Sophia survived longer than the doctors predicted. She pushed through and lived for 2 hours. I never thought that something so tiny could have such a large impact on me. In a heartbeat, I would have traded places with her just to let her have a chance to live her life. Sophia brought our family closer than we've ever been before. She taught me to take nothing for granted and your family is the only thing that matters because when you're at your lowest, they're going to be there to pick you back up.
Patrick And Debra McShane Family - About Baby Mary Catherine
We talked to our kids this weekend, and they were so individual, heartbroken and sweet. Our daughter, Annie, said she thought God must have put four seeds inside of me when I was created and one was an angel seed.

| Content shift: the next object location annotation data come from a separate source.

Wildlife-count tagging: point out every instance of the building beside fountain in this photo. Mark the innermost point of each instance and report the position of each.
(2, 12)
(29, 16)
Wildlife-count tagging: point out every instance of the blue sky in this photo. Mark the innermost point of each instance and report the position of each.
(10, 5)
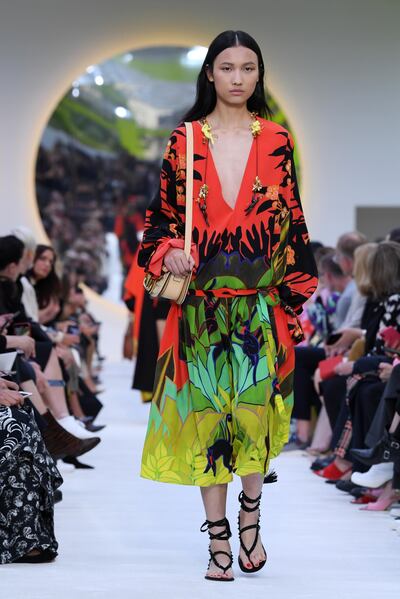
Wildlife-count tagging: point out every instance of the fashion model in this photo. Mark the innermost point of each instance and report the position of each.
(222, 396)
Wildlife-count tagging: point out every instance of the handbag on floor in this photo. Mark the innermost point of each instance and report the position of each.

So I had three babies and now I would have the angel baby. That's the story I am going with from now on because it sounds just perfect to me. Our oldest, Leo, was the most emotional. He quickly went to work drawing pictures and making a paper doll for Mary. He asked me to get a picture of her with the doll. He also thought we should make a special keepsake box to put things for Mary. He made us each a card with Mary's name (spelled "Merry") on it and told us to keep it in our wallets. Then one night I was lying in my bed with Jack watching TV. He took his favorite dog (named "Dog Dog Dog") and laid it on my stomach. He said he was letting Mary Catherine snuggle with it. He's so young, but he has come through this a very thoughtful little person. These kids are amazing.

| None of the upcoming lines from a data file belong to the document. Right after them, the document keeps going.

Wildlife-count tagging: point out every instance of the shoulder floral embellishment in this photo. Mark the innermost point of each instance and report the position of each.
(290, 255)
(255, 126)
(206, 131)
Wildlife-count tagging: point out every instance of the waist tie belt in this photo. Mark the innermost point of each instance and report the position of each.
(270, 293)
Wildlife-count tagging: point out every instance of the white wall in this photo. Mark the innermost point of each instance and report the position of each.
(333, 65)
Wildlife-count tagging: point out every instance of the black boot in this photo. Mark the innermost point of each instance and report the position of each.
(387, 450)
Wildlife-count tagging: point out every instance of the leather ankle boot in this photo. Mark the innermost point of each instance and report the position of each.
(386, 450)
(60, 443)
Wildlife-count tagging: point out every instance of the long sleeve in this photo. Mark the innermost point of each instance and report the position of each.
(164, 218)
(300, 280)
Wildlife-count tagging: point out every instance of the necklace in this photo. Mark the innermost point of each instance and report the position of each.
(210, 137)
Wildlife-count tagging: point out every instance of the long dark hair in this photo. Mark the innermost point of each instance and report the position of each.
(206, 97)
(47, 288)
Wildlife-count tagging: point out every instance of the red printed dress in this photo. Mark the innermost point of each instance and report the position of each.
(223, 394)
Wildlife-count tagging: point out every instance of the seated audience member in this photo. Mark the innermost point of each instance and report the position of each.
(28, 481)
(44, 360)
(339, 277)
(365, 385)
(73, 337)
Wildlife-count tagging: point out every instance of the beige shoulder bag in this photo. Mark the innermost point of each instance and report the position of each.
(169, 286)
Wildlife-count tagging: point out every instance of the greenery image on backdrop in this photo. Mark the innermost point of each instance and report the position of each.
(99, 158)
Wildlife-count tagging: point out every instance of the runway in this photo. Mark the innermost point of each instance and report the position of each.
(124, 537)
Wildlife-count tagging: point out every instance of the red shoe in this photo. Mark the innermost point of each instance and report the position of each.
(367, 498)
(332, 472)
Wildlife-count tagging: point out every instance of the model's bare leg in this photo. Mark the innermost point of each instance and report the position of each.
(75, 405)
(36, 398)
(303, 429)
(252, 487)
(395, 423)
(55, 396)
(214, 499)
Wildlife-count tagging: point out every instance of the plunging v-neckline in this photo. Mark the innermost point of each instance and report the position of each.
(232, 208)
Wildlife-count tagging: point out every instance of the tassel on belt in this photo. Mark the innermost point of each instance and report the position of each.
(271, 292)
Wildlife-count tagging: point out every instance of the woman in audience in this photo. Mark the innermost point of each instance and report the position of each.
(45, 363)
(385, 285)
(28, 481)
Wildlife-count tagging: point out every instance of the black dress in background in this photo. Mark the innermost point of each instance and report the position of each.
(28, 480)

I also called to schedule the 3-D sonogram for late April. I told the kids that we would get to see some really special pictures of Mary while she's still in my tummy. They are very concerned that they may not get a chance to meet her so hopefully this will help a little.

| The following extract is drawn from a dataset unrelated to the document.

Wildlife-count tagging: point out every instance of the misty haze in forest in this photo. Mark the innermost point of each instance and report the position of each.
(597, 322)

Ultimately the kids didn’t get to meet Mary face to face as things moved so quickly with her birth. I took great joy in telling the kids how much she looked like them. It was amazing...such tiny little features, but so distinctly familiar to us.
The kids still participated actively in Mary Catherine’s life and even in planning her funeral service and they continue to talk about her.
Joy and Joya's Family
Joy and Joya were twins, very special twins. They were joined at the chest and shared one heart. After complex testing prenatally, it was determined that Joy and Joya could not be separated surgically. Neither would survive the surgery.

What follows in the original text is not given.